How perfectly this system works you may note in Jane Austen’s novels. There are eight heroines, and eight fortunes to be married. One of the heroines takes the risk of marrying a clergyman who has no money except his “living.” Two others marry clergymen who, in addition to their “livings,” have good financial prospects. The other five marry non-clerical gentlemen of wealth. Mostly these fortunes come from land; everywhere over the Jane Austen novel there hovers a magic presence known as the “entailed estate.” In only one case is there any hint of vulgar origin for the fortune, in a recent connection with “trade.” Of all the fortunes, only one has actually been gained by the man who possesses it and bestows it upon the heroine; and this man has gained it in a most respectable Christian way—that is to say, not by “trade,” but by killing and robbery. He has been a naval captain, and brings home his share of the prizes taken.
The great crimes and horrors of the world lie outside the hedge-rows surrounding the Jane Austen rectory. We can hear the guns and smell the powder smoke, but the deadly missiles never pass the magic barrier. Two of Jane’s brothers are naval officers, and they come and go in imposing uniforms; the Napoleonic wars are on, and they are guarding the channel, and in later life become admirals. An intimate friend of the family is Warren Hastings, who conquered India for the British; when he was placed on trial for wholesale graft, he explained by saying that when he considered his opportunities, he marveled, not that he had taken so much, but that he had not taken more. Nothing of anything like this enters into the novels.
What does enter are the quiverings of Sensibility, the ups and downs of the “tender emotions.” When we were children we used to take a daisy and pull off the petals, and with petal number one we would say: “He loves me,” and with petal number two: “He loves me not,” and so on. With petal number one our heart goes up, and with petal number two it goes down. There is another question, equally thrilling: “Do I love him, or do I not?” Many things get in the way; Pride and Prejudice, for example. It is hard to know our own minds; and sometimes when we hesitate too long, it is necessary for the older members of our family to apply Persuasion. (I am making puns on the titles of the novels.)

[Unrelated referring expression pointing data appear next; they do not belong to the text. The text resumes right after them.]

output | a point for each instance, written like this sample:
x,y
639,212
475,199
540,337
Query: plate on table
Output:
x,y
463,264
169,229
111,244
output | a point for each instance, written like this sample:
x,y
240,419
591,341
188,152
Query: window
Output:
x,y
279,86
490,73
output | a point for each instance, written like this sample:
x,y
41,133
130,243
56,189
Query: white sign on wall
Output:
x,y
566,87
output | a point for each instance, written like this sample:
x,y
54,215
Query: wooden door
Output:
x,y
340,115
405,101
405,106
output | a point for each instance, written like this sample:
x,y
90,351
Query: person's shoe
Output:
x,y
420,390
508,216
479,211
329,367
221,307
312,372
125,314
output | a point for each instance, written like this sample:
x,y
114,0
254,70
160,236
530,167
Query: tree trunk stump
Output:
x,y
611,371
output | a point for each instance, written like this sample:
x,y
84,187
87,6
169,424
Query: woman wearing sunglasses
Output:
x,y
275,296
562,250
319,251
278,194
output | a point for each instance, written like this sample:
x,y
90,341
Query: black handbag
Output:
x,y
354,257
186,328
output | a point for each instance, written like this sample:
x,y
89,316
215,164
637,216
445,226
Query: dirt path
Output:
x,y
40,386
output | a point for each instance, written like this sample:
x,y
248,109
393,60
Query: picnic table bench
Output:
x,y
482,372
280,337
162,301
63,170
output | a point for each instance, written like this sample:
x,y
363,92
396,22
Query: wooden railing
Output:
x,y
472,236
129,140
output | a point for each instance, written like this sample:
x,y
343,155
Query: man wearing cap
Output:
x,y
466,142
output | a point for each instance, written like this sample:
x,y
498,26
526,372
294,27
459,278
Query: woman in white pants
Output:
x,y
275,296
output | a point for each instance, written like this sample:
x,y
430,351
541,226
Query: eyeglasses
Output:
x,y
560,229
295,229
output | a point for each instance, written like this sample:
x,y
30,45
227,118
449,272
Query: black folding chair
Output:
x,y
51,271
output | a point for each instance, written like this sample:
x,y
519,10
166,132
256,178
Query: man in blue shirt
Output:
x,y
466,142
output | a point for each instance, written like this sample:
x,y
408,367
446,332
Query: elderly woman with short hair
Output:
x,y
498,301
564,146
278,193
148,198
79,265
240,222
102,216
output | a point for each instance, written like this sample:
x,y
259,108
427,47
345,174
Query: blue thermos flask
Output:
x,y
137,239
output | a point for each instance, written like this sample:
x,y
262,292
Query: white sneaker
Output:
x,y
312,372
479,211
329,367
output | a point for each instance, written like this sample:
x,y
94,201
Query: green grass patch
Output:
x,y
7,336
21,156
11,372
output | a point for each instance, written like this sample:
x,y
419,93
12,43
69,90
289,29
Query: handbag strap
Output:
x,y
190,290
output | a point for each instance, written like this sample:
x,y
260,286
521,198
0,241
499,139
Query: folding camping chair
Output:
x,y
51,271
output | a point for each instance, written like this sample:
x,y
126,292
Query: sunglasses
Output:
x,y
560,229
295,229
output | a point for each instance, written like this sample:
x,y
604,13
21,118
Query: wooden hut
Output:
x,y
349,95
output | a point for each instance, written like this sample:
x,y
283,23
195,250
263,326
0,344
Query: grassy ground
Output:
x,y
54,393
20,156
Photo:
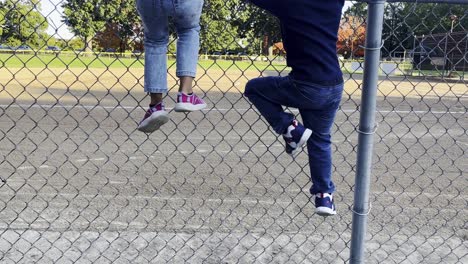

I would not be understood to disparage this little English old maid. She did not make her world, in which the father of the family preaches in the name of the Prince of Peace, and the sons go out to kill and loot. She is a most charming and witty old maid, and her queer people are alive in every throb of their quivering hearts. She was a sly little body, and we suspect her of knowing more than she tells. There was a terrible scandal whispered concerning her, which she vehemently denied; we hate to pass it on, but this is a book of plain speaking and we have to do our duty—so let it be recorded that some of the neighbors suspected Jane Austen of watching them at tea-parties and church fairs, with the intention of putting their peculiarities into her books!